Hôpital de La Tour also offers specialized follow-up care after the acute phase, including hearing, neuropsychological, or neurological assessments, depending on the patient's progress. Care is coordinated by pediatricians or internists, in collaboration with infectious disease specialists, neurologists, and family doctors.

FAQ on meningitis

What exactly is meningitis?
Meningitis is an inflammation of the membranes surrounding the brain and spinal cord, often caused by an infection. It can be bacterial, viral, fungal, or parasitic in origin.

Is meningitis contagious?
Yes, some forms are, particularly those caused by meningococcus. It is transmitted through saliva, respiratory droplets, or close contact.

What should you do if a case is reported in your circle (family, work, school, etc.)?
Contact your doctor to assess the need for preventive antibiotic treatment. This treatment is recommended for close contacts: family, daycare, saliva contacts. Vaccination may be offered depending on the germ identified. Watch for symptoms (fever, headache, stiff neck, rash, etc.) within 10 days of contact. If in doubt, seek medical advice immediately.

How long does it take to recover from meningitis?
It all depends on the cause. Viral meningitis can be cured in 1 to 2 weeks. Bacterial meningitis requires hospitalization and may require several weeks of convalescence.

Is there a vaccine against meningitis?
Yes. Several vaccines exist against the bacteria responsible: meningococcus, pneumococcus, and Haemophilus influenzae type b (Hib). According to the recommendations of the FOPH (2024 vaccination plan), MenB (Bexsero) and MenACWY (Nimenrix, Menveo, or MenQuadfi) are recommended.

Are children at greater risk?
Yes. Their immune systems are still immature, making them more vulnerable, especially children under the age of 5.

Can meningitis come back?
It is rare, but some viral forms can recur, especially if the immune system is weakened.

How can you tell if a baby has meningitis?
Signs may include a bulging fontanelle, unusual irritability, loss of appetite, or excessive sleepiness.

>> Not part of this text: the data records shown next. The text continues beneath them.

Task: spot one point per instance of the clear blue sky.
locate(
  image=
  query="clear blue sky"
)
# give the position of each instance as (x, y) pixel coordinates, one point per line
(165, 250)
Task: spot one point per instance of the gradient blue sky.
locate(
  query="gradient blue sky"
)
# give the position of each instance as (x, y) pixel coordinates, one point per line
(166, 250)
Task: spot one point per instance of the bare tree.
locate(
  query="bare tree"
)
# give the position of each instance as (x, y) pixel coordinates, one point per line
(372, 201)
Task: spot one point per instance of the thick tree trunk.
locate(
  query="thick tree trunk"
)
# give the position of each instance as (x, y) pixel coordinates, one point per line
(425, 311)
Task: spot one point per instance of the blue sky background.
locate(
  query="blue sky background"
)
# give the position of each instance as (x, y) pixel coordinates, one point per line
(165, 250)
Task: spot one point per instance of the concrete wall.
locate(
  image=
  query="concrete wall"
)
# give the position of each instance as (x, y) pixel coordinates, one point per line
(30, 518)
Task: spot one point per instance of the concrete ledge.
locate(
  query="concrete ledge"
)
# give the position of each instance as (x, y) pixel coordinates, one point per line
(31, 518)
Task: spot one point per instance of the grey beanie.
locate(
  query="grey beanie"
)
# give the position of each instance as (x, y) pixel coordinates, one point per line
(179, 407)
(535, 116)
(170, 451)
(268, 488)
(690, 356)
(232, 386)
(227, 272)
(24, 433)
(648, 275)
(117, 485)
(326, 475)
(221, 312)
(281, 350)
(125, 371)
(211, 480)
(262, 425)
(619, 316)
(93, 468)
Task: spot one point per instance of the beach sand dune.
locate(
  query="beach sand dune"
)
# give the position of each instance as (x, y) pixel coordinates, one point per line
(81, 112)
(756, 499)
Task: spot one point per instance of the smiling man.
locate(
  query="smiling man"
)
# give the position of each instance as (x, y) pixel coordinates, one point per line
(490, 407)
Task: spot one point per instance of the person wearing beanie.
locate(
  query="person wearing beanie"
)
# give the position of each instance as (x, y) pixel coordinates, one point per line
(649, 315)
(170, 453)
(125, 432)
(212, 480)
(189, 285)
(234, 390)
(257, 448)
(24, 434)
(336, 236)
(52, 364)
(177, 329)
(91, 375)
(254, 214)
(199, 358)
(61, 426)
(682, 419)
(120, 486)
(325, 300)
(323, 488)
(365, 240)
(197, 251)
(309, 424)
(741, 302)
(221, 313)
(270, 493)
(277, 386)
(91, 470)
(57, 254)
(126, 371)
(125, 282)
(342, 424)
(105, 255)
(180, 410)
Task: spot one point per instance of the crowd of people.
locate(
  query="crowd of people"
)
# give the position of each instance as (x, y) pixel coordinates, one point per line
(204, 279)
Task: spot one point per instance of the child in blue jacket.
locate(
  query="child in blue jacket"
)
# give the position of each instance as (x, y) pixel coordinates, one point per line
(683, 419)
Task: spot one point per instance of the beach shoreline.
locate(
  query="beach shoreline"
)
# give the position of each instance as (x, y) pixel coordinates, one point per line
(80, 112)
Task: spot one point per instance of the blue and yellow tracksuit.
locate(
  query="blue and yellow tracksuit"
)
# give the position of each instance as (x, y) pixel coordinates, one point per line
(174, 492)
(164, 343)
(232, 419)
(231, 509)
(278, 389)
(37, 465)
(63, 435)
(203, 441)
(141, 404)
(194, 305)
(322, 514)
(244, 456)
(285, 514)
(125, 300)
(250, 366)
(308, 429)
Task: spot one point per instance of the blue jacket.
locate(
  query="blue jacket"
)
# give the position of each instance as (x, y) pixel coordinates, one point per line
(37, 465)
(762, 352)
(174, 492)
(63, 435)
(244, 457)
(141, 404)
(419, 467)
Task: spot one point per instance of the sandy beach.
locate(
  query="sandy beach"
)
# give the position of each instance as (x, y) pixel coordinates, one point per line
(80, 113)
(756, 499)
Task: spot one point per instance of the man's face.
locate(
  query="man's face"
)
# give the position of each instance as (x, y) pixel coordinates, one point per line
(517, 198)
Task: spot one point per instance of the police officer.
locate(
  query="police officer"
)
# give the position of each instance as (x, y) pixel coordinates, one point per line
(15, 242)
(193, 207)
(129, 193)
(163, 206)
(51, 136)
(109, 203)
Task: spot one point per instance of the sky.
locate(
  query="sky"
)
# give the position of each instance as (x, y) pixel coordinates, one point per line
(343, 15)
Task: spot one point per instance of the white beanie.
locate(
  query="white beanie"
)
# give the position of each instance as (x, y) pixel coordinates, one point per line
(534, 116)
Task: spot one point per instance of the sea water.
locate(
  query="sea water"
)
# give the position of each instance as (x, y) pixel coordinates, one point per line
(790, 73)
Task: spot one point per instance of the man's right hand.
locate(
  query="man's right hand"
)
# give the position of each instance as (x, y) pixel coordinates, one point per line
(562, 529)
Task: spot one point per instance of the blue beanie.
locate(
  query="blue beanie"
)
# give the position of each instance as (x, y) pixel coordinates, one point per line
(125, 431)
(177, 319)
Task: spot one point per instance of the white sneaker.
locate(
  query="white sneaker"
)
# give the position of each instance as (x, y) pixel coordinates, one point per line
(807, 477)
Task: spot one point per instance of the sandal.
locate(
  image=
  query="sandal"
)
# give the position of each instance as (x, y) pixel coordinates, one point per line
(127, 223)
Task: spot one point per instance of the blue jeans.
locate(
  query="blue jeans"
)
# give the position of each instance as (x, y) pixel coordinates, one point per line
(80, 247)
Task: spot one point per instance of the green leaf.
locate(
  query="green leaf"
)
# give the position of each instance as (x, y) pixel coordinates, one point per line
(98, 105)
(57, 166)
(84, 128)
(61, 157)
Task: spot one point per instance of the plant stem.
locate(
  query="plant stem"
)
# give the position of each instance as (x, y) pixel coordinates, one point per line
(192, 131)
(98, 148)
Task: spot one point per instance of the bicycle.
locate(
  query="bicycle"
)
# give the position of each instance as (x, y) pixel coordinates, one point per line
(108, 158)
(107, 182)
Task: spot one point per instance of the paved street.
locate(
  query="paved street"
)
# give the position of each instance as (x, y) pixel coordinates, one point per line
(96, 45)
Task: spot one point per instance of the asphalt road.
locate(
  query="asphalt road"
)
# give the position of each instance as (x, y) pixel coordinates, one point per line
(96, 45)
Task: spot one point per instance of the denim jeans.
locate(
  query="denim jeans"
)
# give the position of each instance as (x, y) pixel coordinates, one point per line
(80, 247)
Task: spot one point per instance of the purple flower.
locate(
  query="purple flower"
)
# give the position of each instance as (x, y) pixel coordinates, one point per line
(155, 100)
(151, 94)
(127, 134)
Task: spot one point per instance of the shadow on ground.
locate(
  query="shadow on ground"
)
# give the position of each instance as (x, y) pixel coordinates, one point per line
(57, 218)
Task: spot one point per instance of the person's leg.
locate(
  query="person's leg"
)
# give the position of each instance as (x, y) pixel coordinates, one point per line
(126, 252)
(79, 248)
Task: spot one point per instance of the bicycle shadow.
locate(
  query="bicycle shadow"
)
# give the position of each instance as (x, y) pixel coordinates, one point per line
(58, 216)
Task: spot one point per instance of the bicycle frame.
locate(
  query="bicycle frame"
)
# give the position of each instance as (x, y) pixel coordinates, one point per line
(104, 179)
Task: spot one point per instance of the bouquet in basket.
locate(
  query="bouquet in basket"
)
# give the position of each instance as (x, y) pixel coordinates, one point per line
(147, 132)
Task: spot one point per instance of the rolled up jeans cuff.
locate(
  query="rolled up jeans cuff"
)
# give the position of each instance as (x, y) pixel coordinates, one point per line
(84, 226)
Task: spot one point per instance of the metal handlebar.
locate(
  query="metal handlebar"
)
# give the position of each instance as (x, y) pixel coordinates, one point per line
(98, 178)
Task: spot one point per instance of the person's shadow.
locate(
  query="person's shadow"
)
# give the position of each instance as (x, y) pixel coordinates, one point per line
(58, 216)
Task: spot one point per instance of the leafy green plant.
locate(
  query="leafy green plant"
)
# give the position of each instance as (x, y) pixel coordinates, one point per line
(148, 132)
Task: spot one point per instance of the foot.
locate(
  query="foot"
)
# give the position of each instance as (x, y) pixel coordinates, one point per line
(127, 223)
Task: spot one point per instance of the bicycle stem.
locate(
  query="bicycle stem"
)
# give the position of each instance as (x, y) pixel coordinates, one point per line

Is a lumbar puncture always necessary?
Not systematically, but it is the gold standard test for making a diagnosis and determining the source of the infection.

Did you know ?

Contrary to popular belief, neck stiffness is not always present, especially in young children. In infants, simple irritability or a loss of appetite may be the first sign of meningitis. It is therefore essential to carefully observe any changes in a baby's behavior, even if they seem minor.